[解説]
1.操り参画・・・「欺き参画」ともいう。取材などで画面に子どもの絵が欲しいために、子どもをお菓子でつって画面に登場させ、視聴者には「子どもも参加していますよ」というメッセージを送るような場合。
2.お飾り参画・・・子どもをだましてはいないが、子ども自身は意味を分かっていない場合。デモ行進などで子どもに「原発反対」と書いたTシャツを着せているような場合。
3.形式的参画・・・「子ども議会」などでよくあるケース。子どもに市長に質問させる。しかし、質問項目のシナリオが与えられていて、事後もそのことを取り上げないような場合。
以上、1〜3は子どもが十分意味を分かって参画していないので、参画とはいえない。
4.与えられた役割の内容を認識した上での参画・・・そのプログラムについて意見を言ったり決定に参加することはできないが、ともかく何のためにやっているかは子どもは分かっている。学校が行う街頭募金活動などによく見られる。また、子ども歌舞伎などの伝統行事にもよくあるケース。

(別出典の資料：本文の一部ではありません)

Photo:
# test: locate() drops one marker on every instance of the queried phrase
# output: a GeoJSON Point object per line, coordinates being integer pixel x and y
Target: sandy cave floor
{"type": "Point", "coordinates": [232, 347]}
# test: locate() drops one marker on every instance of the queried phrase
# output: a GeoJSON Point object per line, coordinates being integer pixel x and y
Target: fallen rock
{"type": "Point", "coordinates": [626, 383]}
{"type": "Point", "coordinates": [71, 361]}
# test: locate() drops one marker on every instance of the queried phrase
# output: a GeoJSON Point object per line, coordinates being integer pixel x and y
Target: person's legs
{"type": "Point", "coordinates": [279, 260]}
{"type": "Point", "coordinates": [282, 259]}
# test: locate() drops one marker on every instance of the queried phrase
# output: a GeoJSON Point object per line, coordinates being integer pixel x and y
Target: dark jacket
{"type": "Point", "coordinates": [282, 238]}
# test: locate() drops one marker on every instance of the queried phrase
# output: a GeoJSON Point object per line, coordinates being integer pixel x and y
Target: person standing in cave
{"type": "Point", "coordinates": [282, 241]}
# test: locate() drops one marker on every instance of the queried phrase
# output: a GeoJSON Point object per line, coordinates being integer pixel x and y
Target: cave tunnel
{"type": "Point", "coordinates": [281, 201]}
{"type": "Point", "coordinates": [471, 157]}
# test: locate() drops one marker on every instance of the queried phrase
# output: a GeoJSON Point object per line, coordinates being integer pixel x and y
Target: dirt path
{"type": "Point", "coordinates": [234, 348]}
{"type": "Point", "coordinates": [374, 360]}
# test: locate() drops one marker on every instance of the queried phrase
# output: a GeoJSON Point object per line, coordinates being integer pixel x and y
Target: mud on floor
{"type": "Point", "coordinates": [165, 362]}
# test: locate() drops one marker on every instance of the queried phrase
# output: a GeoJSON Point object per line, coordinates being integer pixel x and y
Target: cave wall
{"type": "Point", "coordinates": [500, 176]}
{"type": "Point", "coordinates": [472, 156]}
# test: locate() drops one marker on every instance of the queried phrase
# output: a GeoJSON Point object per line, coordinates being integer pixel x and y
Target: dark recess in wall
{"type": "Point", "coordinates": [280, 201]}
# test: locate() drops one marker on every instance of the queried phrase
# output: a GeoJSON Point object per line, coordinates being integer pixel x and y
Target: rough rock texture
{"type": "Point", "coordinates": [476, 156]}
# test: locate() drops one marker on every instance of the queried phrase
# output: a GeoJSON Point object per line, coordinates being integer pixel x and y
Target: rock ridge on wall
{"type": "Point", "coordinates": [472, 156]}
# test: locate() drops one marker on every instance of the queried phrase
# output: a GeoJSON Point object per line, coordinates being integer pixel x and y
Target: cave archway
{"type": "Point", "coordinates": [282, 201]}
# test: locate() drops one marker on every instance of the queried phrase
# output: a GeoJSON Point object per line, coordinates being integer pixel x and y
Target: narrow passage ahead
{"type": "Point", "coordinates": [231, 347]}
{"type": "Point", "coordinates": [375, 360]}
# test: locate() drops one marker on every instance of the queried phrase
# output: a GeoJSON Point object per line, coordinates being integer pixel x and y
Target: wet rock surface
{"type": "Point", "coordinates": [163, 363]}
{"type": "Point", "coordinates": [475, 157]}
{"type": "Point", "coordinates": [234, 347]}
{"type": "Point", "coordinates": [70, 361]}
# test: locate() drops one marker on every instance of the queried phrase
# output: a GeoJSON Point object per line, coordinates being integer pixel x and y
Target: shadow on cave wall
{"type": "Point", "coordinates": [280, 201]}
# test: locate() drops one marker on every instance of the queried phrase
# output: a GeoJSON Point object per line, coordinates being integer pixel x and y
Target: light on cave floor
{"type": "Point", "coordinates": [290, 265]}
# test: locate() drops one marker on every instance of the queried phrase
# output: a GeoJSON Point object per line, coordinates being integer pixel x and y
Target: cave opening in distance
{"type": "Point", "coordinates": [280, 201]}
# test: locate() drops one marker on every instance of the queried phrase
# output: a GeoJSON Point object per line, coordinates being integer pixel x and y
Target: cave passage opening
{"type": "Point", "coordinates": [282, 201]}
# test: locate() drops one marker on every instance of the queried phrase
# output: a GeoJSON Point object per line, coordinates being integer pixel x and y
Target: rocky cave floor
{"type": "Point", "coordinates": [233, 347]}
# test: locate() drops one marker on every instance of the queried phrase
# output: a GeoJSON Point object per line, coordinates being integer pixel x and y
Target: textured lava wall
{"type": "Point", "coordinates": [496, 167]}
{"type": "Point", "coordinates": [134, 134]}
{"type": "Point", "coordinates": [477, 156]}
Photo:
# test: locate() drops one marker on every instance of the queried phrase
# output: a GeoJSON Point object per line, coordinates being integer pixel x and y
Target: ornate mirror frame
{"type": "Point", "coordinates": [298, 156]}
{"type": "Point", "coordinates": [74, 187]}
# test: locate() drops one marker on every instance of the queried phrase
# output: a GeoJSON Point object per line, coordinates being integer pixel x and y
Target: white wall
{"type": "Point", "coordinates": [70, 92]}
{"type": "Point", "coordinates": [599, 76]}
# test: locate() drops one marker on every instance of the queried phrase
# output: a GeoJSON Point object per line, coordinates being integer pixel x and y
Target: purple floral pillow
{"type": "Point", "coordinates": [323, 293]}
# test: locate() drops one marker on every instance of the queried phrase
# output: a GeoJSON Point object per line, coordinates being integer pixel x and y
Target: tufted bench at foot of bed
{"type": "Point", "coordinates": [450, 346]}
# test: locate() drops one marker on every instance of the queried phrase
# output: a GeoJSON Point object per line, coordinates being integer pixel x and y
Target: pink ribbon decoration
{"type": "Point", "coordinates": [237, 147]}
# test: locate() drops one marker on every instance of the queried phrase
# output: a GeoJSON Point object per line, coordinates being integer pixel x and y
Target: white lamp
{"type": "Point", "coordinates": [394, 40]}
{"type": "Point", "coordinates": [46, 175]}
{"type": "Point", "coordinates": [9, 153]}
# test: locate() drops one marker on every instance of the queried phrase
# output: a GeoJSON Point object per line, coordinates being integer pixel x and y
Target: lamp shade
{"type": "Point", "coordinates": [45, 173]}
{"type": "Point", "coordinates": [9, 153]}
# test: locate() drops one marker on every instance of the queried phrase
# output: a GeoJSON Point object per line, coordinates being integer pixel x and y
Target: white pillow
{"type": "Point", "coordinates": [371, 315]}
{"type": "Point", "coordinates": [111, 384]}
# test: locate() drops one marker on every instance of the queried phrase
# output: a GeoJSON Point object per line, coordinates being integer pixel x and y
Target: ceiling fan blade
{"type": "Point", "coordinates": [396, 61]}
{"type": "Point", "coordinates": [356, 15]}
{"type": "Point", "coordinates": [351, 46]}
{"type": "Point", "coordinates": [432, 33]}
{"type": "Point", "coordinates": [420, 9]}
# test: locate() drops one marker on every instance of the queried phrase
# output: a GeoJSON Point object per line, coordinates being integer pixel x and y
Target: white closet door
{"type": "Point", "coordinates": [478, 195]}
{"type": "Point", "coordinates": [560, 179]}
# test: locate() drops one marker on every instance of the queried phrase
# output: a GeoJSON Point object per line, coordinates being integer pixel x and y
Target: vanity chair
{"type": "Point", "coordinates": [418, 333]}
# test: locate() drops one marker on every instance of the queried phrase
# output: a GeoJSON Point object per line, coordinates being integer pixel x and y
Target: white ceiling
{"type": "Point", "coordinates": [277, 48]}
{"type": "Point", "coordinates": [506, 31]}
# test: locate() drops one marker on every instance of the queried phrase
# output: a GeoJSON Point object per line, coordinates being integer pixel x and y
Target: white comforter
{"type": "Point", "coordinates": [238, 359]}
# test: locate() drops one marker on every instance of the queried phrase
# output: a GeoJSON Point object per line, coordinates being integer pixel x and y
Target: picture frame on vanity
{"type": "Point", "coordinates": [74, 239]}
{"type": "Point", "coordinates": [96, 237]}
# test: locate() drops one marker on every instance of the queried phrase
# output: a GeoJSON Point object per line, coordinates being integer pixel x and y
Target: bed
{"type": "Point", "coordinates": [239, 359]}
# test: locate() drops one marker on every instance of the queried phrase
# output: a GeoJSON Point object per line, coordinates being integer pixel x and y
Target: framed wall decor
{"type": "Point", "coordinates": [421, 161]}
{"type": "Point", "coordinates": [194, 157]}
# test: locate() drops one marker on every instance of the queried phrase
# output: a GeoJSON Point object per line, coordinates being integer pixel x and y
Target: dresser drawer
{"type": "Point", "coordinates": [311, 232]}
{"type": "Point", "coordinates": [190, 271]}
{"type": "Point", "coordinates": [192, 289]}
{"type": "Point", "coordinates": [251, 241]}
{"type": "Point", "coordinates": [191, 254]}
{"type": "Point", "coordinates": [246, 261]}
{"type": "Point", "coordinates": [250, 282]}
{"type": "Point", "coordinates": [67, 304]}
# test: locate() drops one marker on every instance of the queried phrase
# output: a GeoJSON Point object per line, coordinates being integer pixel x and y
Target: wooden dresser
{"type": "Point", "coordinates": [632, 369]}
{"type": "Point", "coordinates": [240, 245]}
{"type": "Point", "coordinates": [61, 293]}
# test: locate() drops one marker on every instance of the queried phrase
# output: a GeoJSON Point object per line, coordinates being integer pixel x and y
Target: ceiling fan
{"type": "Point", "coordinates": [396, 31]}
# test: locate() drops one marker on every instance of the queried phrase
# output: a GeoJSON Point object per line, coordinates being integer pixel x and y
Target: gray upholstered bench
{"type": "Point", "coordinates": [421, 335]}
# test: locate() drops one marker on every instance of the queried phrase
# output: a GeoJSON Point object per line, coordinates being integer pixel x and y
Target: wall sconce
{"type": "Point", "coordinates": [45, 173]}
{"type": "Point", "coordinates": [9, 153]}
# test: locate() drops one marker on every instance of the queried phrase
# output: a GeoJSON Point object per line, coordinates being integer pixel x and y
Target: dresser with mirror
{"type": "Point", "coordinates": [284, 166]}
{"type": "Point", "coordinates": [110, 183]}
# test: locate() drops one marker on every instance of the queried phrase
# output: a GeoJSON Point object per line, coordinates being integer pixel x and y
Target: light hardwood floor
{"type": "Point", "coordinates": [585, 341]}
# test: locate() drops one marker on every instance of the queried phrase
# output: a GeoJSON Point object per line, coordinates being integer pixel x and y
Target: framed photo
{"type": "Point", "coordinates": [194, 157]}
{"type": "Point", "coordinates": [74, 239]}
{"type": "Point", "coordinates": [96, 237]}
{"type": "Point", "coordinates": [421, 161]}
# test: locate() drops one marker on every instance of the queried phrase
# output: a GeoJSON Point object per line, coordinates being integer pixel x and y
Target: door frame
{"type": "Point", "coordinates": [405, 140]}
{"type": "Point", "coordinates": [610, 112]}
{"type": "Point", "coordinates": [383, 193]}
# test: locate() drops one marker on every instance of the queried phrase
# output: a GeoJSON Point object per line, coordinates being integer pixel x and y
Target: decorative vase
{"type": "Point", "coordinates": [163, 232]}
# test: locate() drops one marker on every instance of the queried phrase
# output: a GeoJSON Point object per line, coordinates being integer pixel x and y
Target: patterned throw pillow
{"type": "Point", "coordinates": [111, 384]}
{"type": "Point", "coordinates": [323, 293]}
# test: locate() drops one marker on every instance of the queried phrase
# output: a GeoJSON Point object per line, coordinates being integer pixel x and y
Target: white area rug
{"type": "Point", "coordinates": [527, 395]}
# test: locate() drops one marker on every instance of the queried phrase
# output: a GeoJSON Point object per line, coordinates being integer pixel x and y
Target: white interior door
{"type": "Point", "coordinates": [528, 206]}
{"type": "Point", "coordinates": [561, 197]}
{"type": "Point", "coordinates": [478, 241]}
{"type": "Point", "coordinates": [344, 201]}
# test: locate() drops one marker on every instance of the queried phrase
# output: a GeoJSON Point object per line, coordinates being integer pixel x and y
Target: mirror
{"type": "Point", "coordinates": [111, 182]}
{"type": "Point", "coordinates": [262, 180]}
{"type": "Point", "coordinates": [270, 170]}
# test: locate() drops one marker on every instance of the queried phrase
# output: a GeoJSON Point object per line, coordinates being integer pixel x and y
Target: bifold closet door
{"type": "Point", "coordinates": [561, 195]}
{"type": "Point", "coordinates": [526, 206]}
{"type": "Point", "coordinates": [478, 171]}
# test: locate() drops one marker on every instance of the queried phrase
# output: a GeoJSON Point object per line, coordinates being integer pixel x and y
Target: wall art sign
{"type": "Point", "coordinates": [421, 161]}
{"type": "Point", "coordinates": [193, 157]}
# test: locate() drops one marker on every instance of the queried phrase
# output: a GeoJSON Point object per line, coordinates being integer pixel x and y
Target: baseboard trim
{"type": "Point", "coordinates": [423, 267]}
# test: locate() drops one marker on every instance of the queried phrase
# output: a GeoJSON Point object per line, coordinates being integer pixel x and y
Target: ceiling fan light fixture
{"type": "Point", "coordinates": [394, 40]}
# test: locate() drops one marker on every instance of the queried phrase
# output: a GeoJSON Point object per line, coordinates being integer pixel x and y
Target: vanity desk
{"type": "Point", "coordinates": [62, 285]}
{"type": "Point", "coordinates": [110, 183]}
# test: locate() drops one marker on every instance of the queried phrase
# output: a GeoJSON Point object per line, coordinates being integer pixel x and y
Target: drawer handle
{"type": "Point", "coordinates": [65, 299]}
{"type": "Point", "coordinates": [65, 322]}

5.大人主導で子どもの意見提供ある参画・・・子どもは少なくとも意見をいうことはできる。決定権は大人が握っている場合。
6.大人主導で意思決定に子どもも参画・・・子どもは意見を言い、最終的な決定を大人と子どもと共同で行うケース。
7.子ども主導の活動・・・子どもが企画し、運営し、評価をする。学園祭などの出し物ではこのケースがよく見られる。子どもの普段の遊びはほとんどがこれに相当する。
8.子ども主導の活動に大人も巻き込む・・・学園祭で子どもたちが寸劇を作り、ある場面に先生にも出てもらうようなケース。ハートの参画論は、子ども主導の活動よりも、大人を巻き込む活動を上位に置いていることに特徴がある。
ハートは8段階目をめざして欲しいが、ケースによって4以上であればよい、とも言っている。3以下の「非参加」は絶対に避ける必要がある。